In this study, CSA or tacrolimus with short-term methotrexate was used for the prophylaxis of GVHD. It is notable that the incidence of severe acute GVHD was low among the two thirds of patients receiving HSCT from unrelated donors, which could partly explained by the use of tacrolimus for the prophylaxis of GVHD for HSCT from unrelated donors and the ethnic background [15–18]. In contrast, more than half of evaluable patients developed extensive-type chronic GVHD, and accounted for two of the three deaths observed in this study.
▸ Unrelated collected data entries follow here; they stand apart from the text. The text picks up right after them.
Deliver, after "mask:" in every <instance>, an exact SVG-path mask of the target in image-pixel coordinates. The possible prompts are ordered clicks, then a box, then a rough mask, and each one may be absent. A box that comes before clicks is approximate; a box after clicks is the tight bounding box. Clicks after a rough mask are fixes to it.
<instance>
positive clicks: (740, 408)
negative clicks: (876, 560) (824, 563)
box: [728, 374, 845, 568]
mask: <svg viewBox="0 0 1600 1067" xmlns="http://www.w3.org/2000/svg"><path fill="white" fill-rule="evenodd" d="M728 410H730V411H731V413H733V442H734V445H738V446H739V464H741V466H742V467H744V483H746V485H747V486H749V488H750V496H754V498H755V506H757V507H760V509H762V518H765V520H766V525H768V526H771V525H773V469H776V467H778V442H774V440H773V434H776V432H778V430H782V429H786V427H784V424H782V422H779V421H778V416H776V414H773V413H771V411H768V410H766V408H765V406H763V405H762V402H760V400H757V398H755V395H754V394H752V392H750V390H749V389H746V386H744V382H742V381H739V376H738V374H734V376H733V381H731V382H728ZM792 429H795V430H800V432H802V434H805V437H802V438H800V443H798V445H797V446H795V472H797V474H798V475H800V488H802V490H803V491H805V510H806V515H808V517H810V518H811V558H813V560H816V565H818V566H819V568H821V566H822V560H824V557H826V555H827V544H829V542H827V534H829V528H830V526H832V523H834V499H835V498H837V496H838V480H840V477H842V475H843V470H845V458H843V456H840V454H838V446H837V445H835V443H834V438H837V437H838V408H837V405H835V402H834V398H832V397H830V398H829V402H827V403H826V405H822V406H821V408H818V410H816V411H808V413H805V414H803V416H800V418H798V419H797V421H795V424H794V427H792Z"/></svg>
There is a possibility of increase in disease relapse using highly intensive immunosuppressive therapies such as in vivo or in vitro T-cell depletion to prevent GVHD. However, FL has been shown to be highly sensitive to the GVL effect .Therefore, more intensive immunosuppression could improve the survival by decreasing severe life-threatening GVHD. The use of ATG could be an option, since it has been reported that a conditioning regimens including ATG could decrease the incidence of extensive-type chronic GVHD . While maintaining a balance with the anti-lymphoma effects of fuldarabine plus melphalan, future studies should focus on optimizing the prophylaxis and treatment of GVHD.
In conclusion, allogeneic HSCT following RIC consisting of fludarabine and melphalan could be a promising conditioning regimen for refractory or relapsed FL with adequate supportive care. Future studies will be needed to optimize the post-transplant immunosuppression in this setting.